Huh. That’s the second time that I’ve recently been reminded of Robert Anton Wilson here.

RAW wrote, with tongue in cheek, about “spooky” synchronicities involving the number 23, expanding Burrough’s obsession to include correlations with the number 17, just for kicks. (“17” has the value of decimal “23” in hex, btw.)

The other time was when I posted this Schroedinger’s Cat reference in the “tenth planet” thread, where the mnemonic for the 10th planet is “mayonnaise.”

Spooooky. :wink:

We now return you to your regular thread, already in progress.

Well, actually, McGee mentions 25 quarts which I converted into litres just because that’s what I’m used to. No synchronicities there… or is there?

I just wanted to mention that when I was a junior in high school, my chemistry teacher had us make mayonnaise in lab, as an example of a colloid (similar to emulsion, smaller particle size). She then sent us around the building to try to get other teachers to sample the results. Even though we’d all brought in bowls and utensils from home to make the mayo, most of the teachers thought we’d made the stuff in the lab beakers, and refused to try any. :smiley: (It was actually pretty good, although a little more acidic than good ol’ Hellmann’s.)
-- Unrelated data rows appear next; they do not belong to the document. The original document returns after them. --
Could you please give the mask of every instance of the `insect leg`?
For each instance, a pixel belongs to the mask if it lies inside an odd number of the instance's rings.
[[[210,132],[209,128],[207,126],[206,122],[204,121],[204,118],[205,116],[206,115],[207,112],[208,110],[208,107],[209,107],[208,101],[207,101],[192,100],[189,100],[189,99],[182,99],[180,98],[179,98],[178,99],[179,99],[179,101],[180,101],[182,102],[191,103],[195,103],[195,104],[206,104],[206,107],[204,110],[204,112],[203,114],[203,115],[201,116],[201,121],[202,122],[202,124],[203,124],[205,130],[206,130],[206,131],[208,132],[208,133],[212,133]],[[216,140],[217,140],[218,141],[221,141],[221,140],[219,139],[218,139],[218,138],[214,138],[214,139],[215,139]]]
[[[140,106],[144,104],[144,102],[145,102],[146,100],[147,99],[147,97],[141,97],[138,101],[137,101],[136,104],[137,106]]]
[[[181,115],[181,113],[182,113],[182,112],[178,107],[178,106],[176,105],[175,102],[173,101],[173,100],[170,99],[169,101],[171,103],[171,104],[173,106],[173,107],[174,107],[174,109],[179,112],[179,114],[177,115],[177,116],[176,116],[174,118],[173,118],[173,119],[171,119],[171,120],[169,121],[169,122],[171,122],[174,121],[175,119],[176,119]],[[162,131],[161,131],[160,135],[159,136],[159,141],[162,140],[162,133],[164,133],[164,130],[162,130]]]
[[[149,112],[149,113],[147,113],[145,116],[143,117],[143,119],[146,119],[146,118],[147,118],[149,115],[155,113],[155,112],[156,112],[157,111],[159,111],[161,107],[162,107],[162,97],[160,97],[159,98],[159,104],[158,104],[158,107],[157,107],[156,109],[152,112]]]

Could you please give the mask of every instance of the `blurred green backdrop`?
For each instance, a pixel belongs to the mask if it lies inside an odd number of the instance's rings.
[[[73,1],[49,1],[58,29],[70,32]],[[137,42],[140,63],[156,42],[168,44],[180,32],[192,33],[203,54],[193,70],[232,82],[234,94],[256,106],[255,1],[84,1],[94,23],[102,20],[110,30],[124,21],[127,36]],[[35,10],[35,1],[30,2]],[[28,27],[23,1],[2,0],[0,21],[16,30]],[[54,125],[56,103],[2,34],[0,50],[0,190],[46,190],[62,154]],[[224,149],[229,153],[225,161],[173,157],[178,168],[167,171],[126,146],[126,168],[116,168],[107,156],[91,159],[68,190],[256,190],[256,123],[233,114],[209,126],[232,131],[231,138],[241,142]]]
Do try making it yourself. It’s dead easy, and delicious.

There’s no what that can be correct, 17 or 23L per egg yolk seems insane. I’m currently looking through McGee’s On Food and Cooking, but I haven’t been able to find a specific ratio. I do know that Professional Cooking; for Canadian Chefs, by Wayne Gisslen recommends:

“Add no more than 8 ounces (240ml) oil per large egg yolk, or no more than 1 quart (950ml) per 4 yolks.” (5th Ed. page 575)

Not to challenge you outright but would you mind checking that number again?

As far as making it yourself goes (which I personally have not yet been brave enough to try, partially because I don’t have a food processor yet), Alton Brown on Good Eats does an excellent job explaining how to do it in the episode Mayo Clinic. If you can get ahold of the show to watch, great. However, his recipes are also good.

The mayonnaise I ake myself is alwys bright yellow. However I add mustard, and never ever added warm water. I might try just in order to see if it actually turns white, but is there a point in adding it, taste wise or consistency wise ?

I was told to add it towards the end. You’ll find that as you add more and more oil, the mixture starts to tighten up. At this point you can start to adjust the seasoning and add little bits of more vinegar. If you find that its too thick, especially if you plan to add more oil, you can adjust the consistancy with some warm water. Its really just amazing the transformation that occurs with the addition of just a few drops, not even a teaspoon worth. Again, its all about ajusting the consistancy, since the water obviously isn’t adding flavour, and McGee notes that it ends up watering down the final product.